A new report released today by the Council of Economic
Advisors provides hard evidence that the tax relief signed into law by
the President last year is creating jobs, has provided a powerful
economic stimulus, has softened the recession, and has laid the
foundation for long run economic growth. According to the report:
The tax relief will have helped the
private sector create 800,000 more jobs than there otherwise would
have been by the end of 2002.
Tax relief
has raised the prospects of a solid recovery in 2002 by boosting
economic growth by 0.5 percentage point, lifting the expected growth
rate from 2.2 percent to 2.7 percent.
Without tax relief, third-quarter growth
would have been much worse, contracting at a 2.5 percent annual rate
instead of the reported 1.3 percent rate. And, in the fourth quarter,
real GDP would have fallen 1 percent instead of the advance estimate
of 0.2 percent growth.
Other Key Facts From the New CEA Report
Tax relief has provided powerful
stimulus for the future, with reductions in marginal tax rates that
improve incentives and leave in the hands of Americans a greater share of their own money to spend on
consumption, education, retirement investment, or whatever else they
may prefer.
The tax relief has provided
valuable stimulus to economic activity in the short run. The quick
enactment last year of the President's tax relief plan softened the
recessionary headwinds in 2001 and has helped to put the economy on
the road to recovery in 2002.
The timing of
the tax rebates and the reductions in withholding proved propitious:
they added significant economic stimulus by boosting consumers'
purchasing power during a period of sluggish economic activity.
The 2001 tax rate reductions were just the
first step in a series of income tax rate reductions to be phased in
by 2006; by that year the 39.6 percent tax rate will have dropped to
35 percent, the 36 percent rate to 33 percent, the 31 percent rate to
28 percent, and the 28 percent rate to 25 percent. The future rate
cuts increase expected disposable income.
Tax relief is strengthening families and has
reduced the burden of financing education. The marriage penalty was
reduced for earned income credit recipients, and the child tax credit increased from $500 to
$600 per child in 2001 and will gradually increase to $1,000 by 2010.

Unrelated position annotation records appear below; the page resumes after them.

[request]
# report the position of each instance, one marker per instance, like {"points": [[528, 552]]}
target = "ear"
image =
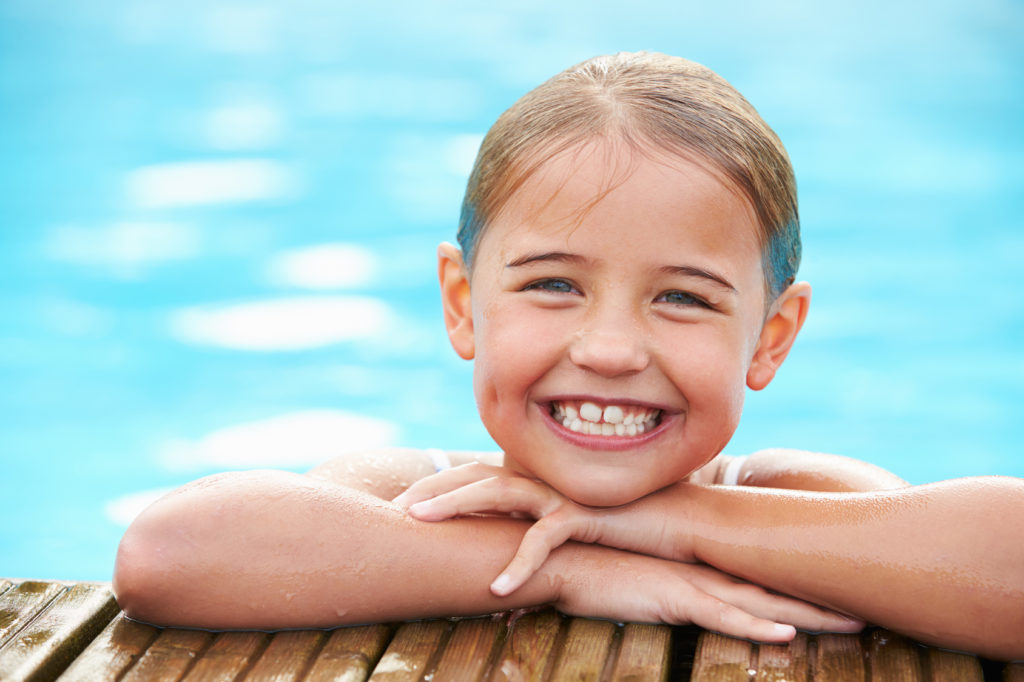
{"points": [[779, 331], [456, 299]]}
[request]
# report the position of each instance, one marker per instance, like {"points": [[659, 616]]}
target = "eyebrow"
{"points": [[552, 256], [689, 270], [563, 257]]}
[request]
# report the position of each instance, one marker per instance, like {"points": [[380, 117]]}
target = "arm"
{"points": [[279, 550], [272, 549], [800, 470], [942, 562]]}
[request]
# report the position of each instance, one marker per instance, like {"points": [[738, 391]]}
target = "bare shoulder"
{"points": [[797, 469], [711, 473], [386, 472]]}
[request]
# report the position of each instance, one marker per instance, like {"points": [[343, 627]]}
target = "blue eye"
{"points": [[554, 286], [682, 298]]}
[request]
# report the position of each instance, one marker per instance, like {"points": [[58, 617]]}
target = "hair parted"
{"points": [[653, 102]]}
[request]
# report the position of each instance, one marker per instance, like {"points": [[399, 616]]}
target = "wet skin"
{"points": [[651, 298]]}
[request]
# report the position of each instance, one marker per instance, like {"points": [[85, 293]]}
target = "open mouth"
{"points": [[605, 420]]}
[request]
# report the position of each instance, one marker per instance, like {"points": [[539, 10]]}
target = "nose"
{"points": [[609, 352]]}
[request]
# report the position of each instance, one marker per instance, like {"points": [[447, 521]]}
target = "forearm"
{"points": [[942, 562], [279, 550]]}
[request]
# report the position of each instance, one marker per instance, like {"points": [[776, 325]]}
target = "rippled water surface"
{"points": [[219, 223]]}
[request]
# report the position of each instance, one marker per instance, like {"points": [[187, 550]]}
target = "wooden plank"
{"points": [[228, 655], [1013, 672], [783, 663], [892, 656], [288, 655], [721, 658], [528, 648], [170, 655], [469, 649], [411, 651], [114, 651], [45, 646], [22, 602], [585, 650], [350, 653], [952, 667], [644, 653], [839, 658]]}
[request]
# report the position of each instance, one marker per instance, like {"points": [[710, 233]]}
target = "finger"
{"points": [[778, 607], [444, 481], [709, 611], [537, 544], [498, 494]]}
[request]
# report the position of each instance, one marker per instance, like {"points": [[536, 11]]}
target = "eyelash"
{"points": [[546, 285], [557, 286], [692, 299]]}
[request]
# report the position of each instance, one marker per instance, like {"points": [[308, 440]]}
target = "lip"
{"points": [[619, 443]]}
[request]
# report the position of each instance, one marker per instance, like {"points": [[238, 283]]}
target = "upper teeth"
{"points": [[611, 420]]}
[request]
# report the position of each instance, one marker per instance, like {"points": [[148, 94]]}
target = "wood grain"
{"points": [[47, 644]]}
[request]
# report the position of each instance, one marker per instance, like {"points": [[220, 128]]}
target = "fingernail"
{"points": [[420, 507], [501, 585]]}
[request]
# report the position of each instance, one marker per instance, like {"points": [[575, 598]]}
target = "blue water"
{"points": [[219, 222]]}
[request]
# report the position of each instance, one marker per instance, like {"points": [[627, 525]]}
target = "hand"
{"points": [[478, 487], [622, 586]]}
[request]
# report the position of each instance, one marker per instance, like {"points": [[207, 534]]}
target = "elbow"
{"points": [[139, 583]]}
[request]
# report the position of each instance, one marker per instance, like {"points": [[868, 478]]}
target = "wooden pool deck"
{"points": [[75, 631]]}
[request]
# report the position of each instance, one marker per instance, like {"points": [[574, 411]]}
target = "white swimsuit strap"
{"points": [[439, 459]]}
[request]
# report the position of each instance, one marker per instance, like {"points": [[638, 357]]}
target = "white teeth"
{"points": [[612, 420], [591, 412], [613, 414]]}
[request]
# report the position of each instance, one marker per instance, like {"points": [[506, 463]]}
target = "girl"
{"points": [[629, 246]]}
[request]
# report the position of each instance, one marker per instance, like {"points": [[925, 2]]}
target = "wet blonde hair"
{"points": [[653, 102]]}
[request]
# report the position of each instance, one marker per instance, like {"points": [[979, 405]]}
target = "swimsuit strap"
{"points": [[731, 474], [439, 459]]}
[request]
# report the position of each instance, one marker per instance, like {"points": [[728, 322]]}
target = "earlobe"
{"points": [[778, 334], [456, 299]]}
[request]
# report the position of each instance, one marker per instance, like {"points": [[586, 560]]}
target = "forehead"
{"points": [[631, 202]]}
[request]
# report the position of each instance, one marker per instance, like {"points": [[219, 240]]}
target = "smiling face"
{"points": [[615, 310]]}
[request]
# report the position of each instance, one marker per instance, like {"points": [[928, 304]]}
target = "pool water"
{"points": [[220, 219]]}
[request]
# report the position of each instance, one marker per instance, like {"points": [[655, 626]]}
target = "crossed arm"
{"points": [[272, 550], [942, 562], [275, 550]]}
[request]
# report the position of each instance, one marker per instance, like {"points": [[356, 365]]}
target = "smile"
{"points": [[609, 420]]}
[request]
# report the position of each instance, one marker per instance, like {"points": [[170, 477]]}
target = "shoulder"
{"points": [[723, 470], [386, 472], [797, 469]]}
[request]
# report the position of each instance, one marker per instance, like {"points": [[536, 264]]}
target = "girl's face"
{"points": [[615, 310]]}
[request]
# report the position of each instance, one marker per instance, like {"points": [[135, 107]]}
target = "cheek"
{"points": [[509, 356]]}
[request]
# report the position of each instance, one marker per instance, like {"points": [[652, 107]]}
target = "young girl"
{"points": [[629, 245]]}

Adoption credits have been doubled in 2002 from $5,000 per child in
2001; in addition, this credit will apply to more taxpayers because the income threshold at which
the credit begins to be phased out is $150,000, up from $75,000.
Contribution limits for education savings accounts (formerly called
educational IRAs) were raised to $2,000, and distributions were made
non-taxable. The law also increased the income phase-out range for
student loan interest deductions and made certain higher education
costs tax-deductible for households with less than $130,000 in income.
Raising taxes, as many in Congress advocate,
would not only lower long-run growth prospects but also jeopardize a
recovery. An increase in taxes would sap the economy of demand, as
individuals and small businesses would see a decline in their
after-tax income. Raising taxes could also adversely affect consumer
and business confidence about the future.